Maintenant il reste à entrer dans le vif du sujet… Quoique « vif » est un bien grand mot pour l’ennui. Symbole attitré : la larve. Peut cependant être substitué par la limace, le blaireau ou tout autre animal ayant pour particularité celle d’hiberner. Impression de sentir son séant partir en déliquescence sur son siège. Corps mou, cervelle molle, yeux éteints, le mot est lancé : vous vous faites chier.

Et pourquoi se fait-on chier, je vous demande ? Parce qu’on mange des fibres, me répondez-vous ? Ha ! Vous êtes drôle, vous rétorquè-je. Et sinon ? Des choses à faire, moult choses à faire, la vie en est remplie. Le temps qui avance, le temps qui presse, et plus l’on vit, plus il se fait pressant. Mais alors, qu’est-ce qu’il est long, le temps, quand l’ennui vient frapper à nos portes.

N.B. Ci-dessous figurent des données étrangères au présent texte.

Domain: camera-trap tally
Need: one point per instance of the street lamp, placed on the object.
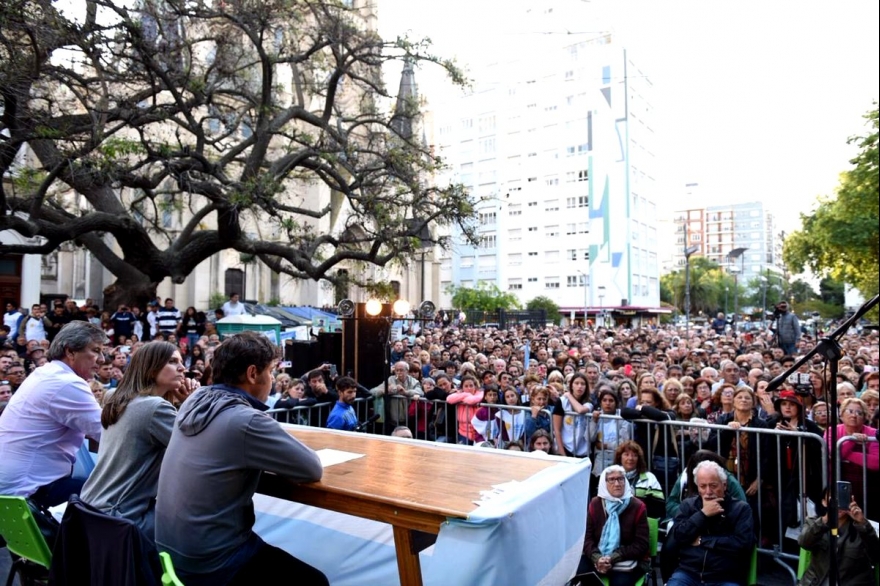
(586, 304)
(763, 301)
(732, 256)
(687, 288)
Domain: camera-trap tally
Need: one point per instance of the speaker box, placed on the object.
(364, 339)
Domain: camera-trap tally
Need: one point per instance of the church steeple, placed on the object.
(405, 110)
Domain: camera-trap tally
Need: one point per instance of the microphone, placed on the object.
(372, 419)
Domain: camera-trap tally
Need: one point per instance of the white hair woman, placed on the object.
(616, 541)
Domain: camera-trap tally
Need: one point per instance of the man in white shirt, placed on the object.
(49, 417)
(233, 306)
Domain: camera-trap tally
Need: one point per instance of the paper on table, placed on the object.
(329, 456)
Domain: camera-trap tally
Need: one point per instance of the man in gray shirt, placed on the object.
(221, 443)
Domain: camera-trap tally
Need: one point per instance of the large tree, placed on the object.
(166, 133)
(841, 237)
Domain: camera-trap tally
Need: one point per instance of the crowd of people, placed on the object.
(602, 393)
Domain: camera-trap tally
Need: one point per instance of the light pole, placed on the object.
(586, 304)
(732, 256)
(763, 301)
(687, 288)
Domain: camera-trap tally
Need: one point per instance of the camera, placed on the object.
(801, 383)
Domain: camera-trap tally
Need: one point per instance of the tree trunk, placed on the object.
(131, 292)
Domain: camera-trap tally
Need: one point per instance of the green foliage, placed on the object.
(486, 297)
(832, 291)
(841, 237)
(709, 284)
(548, 305)
(802, 291)
(216, 300)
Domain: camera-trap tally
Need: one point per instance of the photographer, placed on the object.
(788, 328)
(790, 415)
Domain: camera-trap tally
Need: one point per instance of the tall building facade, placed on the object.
(557, 149)
(741, 237)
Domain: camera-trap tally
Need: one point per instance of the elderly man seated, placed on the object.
(712, 536)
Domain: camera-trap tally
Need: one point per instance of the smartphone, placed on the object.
(844, 494)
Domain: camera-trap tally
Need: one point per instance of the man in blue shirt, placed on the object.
(343, 416)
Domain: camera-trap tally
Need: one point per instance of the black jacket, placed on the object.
(726, 541)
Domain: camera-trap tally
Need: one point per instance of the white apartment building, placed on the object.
(742, 238)
(557, 148)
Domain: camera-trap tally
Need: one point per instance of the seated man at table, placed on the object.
(343, 416)
(48, 418)
(221, 442)
(713, 535)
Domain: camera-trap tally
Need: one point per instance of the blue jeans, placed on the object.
(58, 492)
(685, 578)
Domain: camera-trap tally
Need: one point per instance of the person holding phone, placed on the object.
(857, 545)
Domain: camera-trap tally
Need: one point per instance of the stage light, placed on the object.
(427, 309)
(374, 307)
(345, 308)
(401, 307)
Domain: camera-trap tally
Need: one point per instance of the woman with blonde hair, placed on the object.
(137, 419)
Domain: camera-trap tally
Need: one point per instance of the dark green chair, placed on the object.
(24, 539)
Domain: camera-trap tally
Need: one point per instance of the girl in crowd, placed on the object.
(645, 485)
(617, 531)
(536, 418)
(467, 400)
(570, 416)
(137, 418)
(703, 396)
(484, 418)
(540, 442)
(511, 421)
(606, 433)
(856, 455)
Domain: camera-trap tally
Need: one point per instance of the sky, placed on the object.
(753, 100)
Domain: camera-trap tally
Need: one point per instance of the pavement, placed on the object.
(769, 573)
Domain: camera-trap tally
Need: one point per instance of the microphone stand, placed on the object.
(829, 347)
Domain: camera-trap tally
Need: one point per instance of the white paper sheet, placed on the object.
(329, 456)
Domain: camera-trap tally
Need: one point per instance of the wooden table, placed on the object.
(412, 485)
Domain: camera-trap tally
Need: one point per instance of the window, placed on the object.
(487, 241)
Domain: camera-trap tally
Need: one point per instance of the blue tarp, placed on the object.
(310, 313)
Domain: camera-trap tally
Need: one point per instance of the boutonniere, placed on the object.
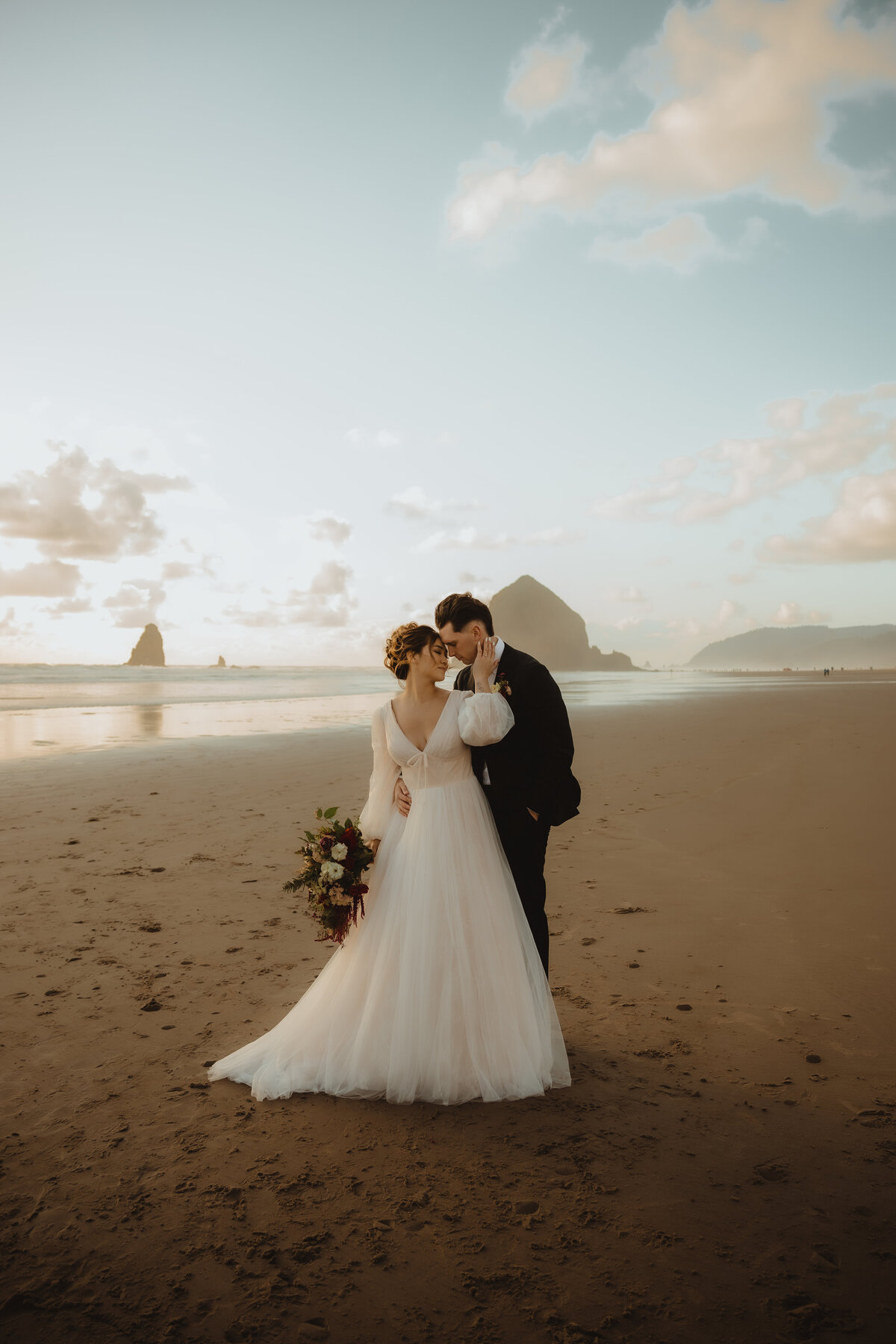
(501, 687)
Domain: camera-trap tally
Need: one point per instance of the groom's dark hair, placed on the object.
(460, 609)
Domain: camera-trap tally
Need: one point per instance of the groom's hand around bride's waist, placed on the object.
(402, 797)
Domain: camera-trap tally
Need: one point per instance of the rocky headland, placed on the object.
(534, 618)
(148, 652)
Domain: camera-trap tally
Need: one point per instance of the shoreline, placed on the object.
(35, 732)
(703, 1179)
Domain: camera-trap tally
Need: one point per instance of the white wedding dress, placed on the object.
(438, 994)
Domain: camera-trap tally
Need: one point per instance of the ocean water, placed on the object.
(46, 710)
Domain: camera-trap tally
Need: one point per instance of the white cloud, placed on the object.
(82, 510)
(184, 570)
(729, 611)
(361, 437)
(637, 503)
(546, 77)
(326, 603)
(8, 628)
(331, 579)
(862, 527)
(791, 613)
(788, 413)
(848, 430)
(69, 606)
(45, 578)
(136, 603)
(415, 504)
(324, 527)
(628, 594)
(470, 539)
(742, 102)
(682, 243)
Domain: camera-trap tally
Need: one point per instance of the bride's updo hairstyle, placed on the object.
(408, 638)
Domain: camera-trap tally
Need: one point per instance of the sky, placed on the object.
(316, 314)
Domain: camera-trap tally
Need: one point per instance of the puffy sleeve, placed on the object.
(484, 718)
(378, 809)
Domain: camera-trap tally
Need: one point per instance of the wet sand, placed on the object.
(721, 1171)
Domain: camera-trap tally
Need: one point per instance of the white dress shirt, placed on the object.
(499, 651)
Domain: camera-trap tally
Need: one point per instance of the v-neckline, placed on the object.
(435, 726)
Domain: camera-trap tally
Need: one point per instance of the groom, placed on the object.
(527, 776)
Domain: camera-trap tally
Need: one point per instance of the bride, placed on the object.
(440, 994)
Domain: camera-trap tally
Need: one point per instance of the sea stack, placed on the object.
(534, 618)
(148, 651)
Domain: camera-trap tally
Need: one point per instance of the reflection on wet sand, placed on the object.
(40, 732)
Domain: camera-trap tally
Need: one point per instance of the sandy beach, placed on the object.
(721, 1171)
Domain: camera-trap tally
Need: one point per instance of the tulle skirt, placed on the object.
(438, 994)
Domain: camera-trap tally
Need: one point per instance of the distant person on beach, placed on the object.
(440, 992)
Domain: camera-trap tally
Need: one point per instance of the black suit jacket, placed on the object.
(531, 766)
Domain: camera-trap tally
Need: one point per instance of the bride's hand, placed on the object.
(484, 663)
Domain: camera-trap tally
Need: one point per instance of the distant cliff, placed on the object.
(534, 618)
(148, 652)
(802, 647)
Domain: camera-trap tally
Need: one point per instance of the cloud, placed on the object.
(47, 507)
(331, 579)
(682, 243)
(742, 96)
(470, 539)
(546, 77)
(791, 613)
(45, 578)
(373, 438)
(69, 606)
(326, 527)
(848, 430)
(862, 529)
(184, 570)
(136, 603)
(628, 594)
(729, 611)
(8, 628)
(326, 603)
(415, 504)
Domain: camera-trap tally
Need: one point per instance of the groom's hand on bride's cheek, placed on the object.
(402, 797)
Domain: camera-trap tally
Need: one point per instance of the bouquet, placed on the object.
(335, 860)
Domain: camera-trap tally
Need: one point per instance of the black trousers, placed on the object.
(526, 841)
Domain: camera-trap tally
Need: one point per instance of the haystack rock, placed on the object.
(148, 651)
(534, 618)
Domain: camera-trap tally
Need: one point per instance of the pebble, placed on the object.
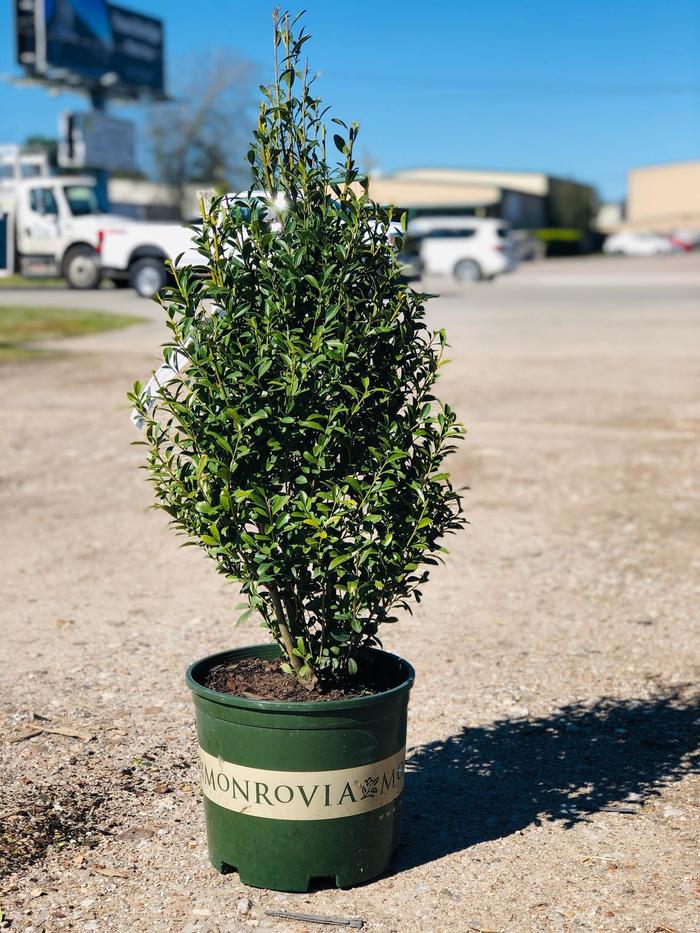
(673, 811)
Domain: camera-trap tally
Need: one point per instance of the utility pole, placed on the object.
(98, 99)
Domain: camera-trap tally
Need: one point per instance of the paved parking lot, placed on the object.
(552, 720)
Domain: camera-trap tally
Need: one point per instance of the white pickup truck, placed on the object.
(49, 224)
(136, 252)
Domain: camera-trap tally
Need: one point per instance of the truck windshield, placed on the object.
(83, 199)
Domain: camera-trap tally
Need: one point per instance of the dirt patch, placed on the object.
(258, 679)
(40, 817)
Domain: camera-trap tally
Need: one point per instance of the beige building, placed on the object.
(664, 197)
(528, 200)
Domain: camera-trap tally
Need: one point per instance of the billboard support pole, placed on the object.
(99, 103)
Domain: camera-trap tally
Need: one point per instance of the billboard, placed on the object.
(97, 140)
(91, 43)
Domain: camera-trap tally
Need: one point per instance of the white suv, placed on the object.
(469, 248)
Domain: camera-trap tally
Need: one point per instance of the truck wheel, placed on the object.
(81, 267)
(148, 276)
(467, 270)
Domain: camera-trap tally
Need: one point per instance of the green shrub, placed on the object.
(300, 444)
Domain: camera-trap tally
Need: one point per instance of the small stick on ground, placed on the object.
(313, 918)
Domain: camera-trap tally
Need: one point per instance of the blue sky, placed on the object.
(586, 89)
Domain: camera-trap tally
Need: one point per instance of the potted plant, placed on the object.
(292, 434)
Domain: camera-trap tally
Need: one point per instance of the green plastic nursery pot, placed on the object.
(297, 793)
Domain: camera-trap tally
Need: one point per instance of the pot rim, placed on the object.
(287, 706)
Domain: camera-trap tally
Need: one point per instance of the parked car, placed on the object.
(636, 243)
(468, 248)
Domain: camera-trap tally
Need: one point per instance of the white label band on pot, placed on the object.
(302, 795)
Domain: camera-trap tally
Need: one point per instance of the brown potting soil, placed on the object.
(259, 679)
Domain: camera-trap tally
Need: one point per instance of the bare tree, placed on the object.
(201, 136)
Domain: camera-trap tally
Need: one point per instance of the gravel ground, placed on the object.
(552, 722)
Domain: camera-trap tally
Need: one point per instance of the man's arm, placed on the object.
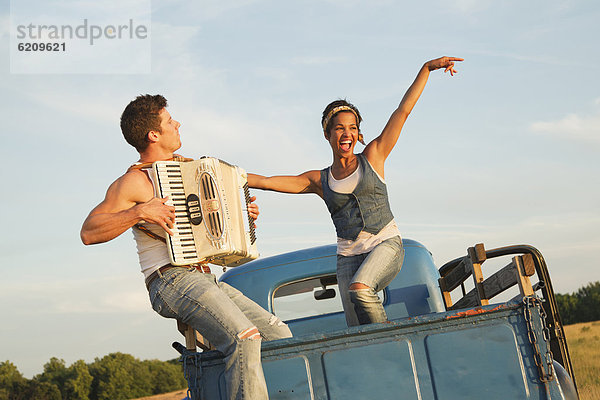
(128, 201)
(308, 182)
(381, 147)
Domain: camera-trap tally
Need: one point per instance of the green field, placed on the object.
(584, 347)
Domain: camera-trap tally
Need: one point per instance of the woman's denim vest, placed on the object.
(366, 208)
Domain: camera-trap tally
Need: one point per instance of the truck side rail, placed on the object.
(528, 261)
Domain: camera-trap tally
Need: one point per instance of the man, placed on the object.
(230, 321)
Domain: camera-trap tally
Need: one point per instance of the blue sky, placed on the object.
(505, 152)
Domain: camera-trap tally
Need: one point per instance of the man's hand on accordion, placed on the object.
(253, 209)
(156, 211)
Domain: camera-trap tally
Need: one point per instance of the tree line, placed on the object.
(581, 306)
(115, 376)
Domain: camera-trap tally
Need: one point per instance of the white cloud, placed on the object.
(574, 127)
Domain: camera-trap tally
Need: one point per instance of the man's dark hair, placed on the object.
(339, 103)
(140, 117)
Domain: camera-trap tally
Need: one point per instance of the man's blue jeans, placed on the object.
(375, 269)
(221, 314)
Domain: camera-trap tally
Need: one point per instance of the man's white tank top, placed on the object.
(152, 253)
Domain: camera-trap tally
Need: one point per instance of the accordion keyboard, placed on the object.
(182, 242)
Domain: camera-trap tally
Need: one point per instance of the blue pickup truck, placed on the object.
(452, 334)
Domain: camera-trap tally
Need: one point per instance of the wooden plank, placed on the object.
(474, 260)
(455, 277)
(528, 265)
(522, 277)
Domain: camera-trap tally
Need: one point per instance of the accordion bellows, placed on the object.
(212, 223)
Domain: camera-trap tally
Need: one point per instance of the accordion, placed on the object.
(212, 223)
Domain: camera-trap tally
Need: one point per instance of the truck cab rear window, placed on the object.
(307, 298)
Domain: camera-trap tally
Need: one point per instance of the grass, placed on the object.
(584, 346)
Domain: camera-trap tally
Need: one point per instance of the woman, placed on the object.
(370, 252)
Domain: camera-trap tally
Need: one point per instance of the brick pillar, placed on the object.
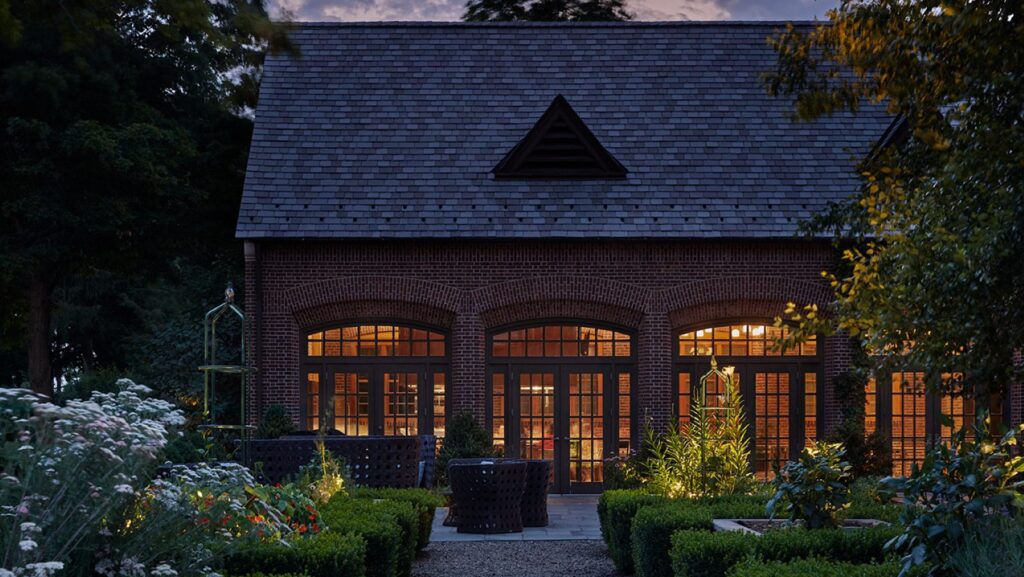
(468, 386)
(251, 296)
(654, 382)
(838, 352)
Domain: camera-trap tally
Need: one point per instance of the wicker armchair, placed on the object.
(535, 498)
(487, 495)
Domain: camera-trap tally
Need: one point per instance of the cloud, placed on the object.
(439, 10)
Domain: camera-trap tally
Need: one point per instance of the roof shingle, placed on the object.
(391, 130)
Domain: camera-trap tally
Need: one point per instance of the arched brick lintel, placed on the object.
(738, 297)
(387, 292)
(565, 297)
(390, 311)
(523, 313)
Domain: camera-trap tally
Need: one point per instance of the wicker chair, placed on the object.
(487, 495)
(535, 498)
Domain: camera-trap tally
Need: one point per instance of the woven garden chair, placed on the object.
(487, 495)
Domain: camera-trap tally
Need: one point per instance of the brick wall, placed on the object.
(469, 287)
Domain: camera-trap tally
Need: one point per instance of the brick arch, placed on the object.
(390, 311)
(380, 296)
(737, 297)
(565, 297)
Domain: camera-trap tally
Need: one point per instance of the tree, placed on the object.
(546, 10)
(933, 275)
(113, 112)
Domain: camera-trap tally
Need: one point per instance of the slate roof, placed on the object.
(392, 130)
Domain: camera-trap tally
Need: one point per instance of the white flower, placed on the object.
(163, 570)
(45, 569)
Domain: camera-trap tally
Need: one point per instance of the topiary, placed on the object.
(274, 423)
(464, 438)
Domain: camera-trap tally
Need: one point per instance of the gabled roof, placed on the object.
(559, 146)
(393, 130)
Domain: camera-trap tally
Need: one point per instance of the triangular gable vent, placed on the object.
(559, 146)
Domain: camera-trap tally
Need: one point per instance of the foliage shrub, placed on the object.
(651, 534)
(812, 568)
(868, 455)
(322, 478)
(275, 423)
(706, 553)
(615, 510)
(422, 500)
(814, 488)
(623, 471)
(464, 439)
(389, 528)
(710, 456)
(697, 553)
(995, 547)
(956, 488)
(328, 554)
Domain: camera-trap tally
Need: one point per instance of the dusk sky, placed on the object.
(369, 10)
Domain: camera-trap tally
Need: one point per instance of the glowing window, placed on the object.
(375, 340)
(741, 340)
(561, 340)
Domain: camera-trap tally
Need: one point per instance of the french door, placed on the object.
(388, 400)
(780, 402)
(566, 413)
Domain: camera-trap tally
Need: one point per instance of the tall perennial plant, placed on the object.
(78, 493)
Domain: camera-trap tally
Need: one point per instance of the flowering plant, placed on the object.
(67, 468)
(78, 494)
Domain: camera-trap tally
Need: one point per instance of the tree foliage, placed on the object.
(122, 149)
(933, 276)
(546, 10)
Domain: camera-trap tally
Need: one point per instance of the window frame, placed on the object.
(748, 366)
(424, 366)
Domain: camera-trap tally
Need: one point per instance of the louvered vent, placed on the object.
(559, 146)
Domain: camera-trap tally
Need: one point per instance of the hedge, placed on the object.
(615, 510)
(389, 528)
(327, 554)
(701, 553)
(813, 568)
(651, 535)
(425, 502)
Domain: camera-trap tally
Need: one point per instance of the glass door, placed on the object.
(583, 430)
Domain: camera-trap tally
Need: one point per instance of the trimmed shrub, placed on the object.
(651, 534)
(424, 501)
(696, 553)
(705, 553)
(615, 509)
(813, 568)
(857, 545)
(389, 529)
(328, 554)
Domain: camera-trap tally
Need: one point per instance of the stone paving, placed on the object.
(571, 518)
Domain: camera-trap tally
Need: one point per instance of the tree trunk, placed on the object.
(40, 371)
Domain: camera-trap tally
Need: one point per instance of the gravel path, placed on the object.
(515, 559)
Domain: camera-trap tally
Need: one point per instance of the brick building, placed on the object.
(550, 227)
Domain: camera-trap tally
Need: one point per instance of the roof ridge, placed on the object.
(523, 24)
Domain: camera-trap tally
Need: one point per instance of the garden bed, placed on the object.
(759, 526)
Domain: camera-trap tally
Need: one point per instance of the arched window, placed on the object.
(779, 387)
(376, 379)
(562, 392)
(898, 404)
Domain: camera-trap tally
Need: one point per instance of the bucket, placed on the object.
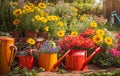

On se traîne en voyant passer les minutes, on cherche quelque chose à faire, quelque chose à faire passer le temps pendant ce qu’on ne fait pas ce qui est à faire. Les écrans sont mortels. Comme des armes. Ils tuent le temps. Ce ne sont pas eux les assassins, cela dit. C’est nous. Nous qui menons notre précieux temps à sa perte, nous qui nous calons devant un téléviseur, un PC, appuyons sur un bouton, éteignons notre conscience des choses à faire. Pan !

Outre les yeux, la bouche aussi peut absorber le temps. Elle l’engloutit pour ne pas avoir à dire qu’il passe, le corps qui pourrait faire devient incapable, occupé : il digère les heures passées à se remplir et devient mou à l’instar des cervelles. L’ennui nous fait fondre, l’ennui nous paralyse, l’ennui nous étouffe à force qu’on l’engloutisse, l’ennui nous fait passer à côté de ce qu’est la vie.

Et la vie, c’est quoi au juste ? Un monde qui tourne. Avec lequel il faut tourner. Des gens qui vivent. Avec lesquels ils faut vivre. Ne rien faire, c’est se laisser porter par la course d’un autre. Ne rien faire, c’est voler le souffle de ceux qui vivent. L’offrir à sa fainéantise. Et ne pas être bien. Car ne rien faire, c’est sentir que la vie ne vaut rien. Laisser tourner le monde jusqu’à ce que son globe nous écrase. Laisser couler le temps jusqu’à suffoquer de secondes. S’ennuyer, ne rien faire, c’est attendre de n’être rien. Chercher à en prendre l’habitude. Le temps se dévore plus qu’il ne nous dévore et nous ramollit longuement.

Il faudrait être avant que d’être ombre.